Thousands of Tigrayans have been transported by bus from western Tigray to the central city of Shire, and more than 1,000 continue to arrive daily, according to the United Nations’ humanitarian coordination office.

Western Tigray is where some of the fiercest fighting took place and is where many in the refugee camps hail from. The region has long been disputed between Tigrayans and Amhara, and last week the federal government announced plans to transfer it to Amhara administration. The Amhara takeover has displaced more than 140,000 people, according to the United Nations.

Tensions between Tigrayans and Amhara simmer in the refugee camp, too. About 90 Amhara families in the camp have to be housed near its police station for fear of attack, said the camp’s manager, Abdelbasit Abdelghaly, who works for Sudan’s government refugee agency. He said the Amhara who were displaced fled retaliatory attacks by Tigrayans, including a well-documented massacre that took place in the town of Mai Kadra.

Abdelghaly also worried that the upcoming rainy season, which often sees violent, windy storms in this part of Sudan, would result in the destruction of much of the flimsily built camp.

“One storm and half the structures are finished,” he said.

Tigrayans in the camp are torn between staying in such a precarious place and returning to what they fear is a bloodbath in their homeland. For the time being, people are setting up shops, and even building churches with money sent by Tigrayans in the diaspora.

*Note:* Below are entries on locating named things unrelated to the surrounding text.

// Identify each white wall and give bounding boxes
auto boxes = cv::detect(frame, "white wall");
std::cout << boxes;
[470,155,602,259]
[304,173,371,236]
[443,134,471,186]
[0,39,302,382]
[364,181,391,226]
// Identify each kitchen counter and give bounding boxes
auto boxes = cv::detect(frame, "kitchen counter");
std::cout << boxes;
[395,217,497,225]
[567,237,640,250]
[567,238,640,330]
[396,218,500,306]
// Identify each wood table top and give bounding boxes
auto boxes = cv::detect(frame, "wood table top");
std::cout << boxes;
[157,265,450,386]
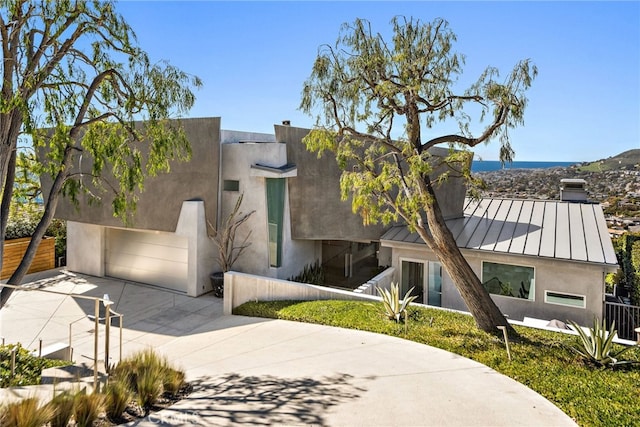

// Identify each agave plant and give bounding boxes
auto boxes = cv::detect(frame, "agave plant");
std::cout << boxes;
[376,283,418,323]
[568,319,633,367]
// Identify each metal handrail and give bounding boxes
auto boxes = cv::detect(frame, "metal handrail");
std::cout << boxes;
[0,283,114,390]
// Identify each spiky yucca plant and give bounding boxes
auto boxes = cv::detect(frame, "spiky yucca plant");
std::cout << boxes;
[568,318,633,367]
[0,397,54,427]
[376,283,418,323]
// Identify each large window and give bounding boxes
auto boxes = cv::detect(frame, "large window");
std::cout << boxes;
[482,261,535,301]
[544,291,587,308]
[267,178,285,267]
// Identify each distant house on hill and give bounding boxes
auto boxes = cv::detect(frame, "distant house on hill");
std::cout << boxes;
[38,118,617,324]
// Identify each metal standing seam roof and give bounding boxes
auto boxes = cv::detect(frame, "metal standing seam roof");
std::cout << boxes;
[380,198,618,265]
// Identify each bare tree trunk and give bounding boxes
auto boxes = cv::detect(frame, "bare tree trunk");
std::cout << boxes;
[417,178,517,336]
[0,147,72,310]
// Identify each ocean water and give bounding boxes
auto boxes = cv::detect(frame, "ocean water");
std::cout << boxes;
[471,160,580,172]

But no one wants to stay here forever.

“After this ethnic cleansing, we will have to be given our own country to speak our own language, have our own churches, dance our own dances. That country can only be in Tigray. It will be a country for the victims,” said Yohannes Gebrekidan, 58, a refugee who once fought alongside the TPLF in the 1980s when it struggled to overthrow the Marxist regime that preceded it in power. But he said he was too old now to fight.

“We will be the next Israel,” he pronounced to the sullen drinkers gathered in Negusti’s tent. They shook their heads, in neither agreement nor disagreement.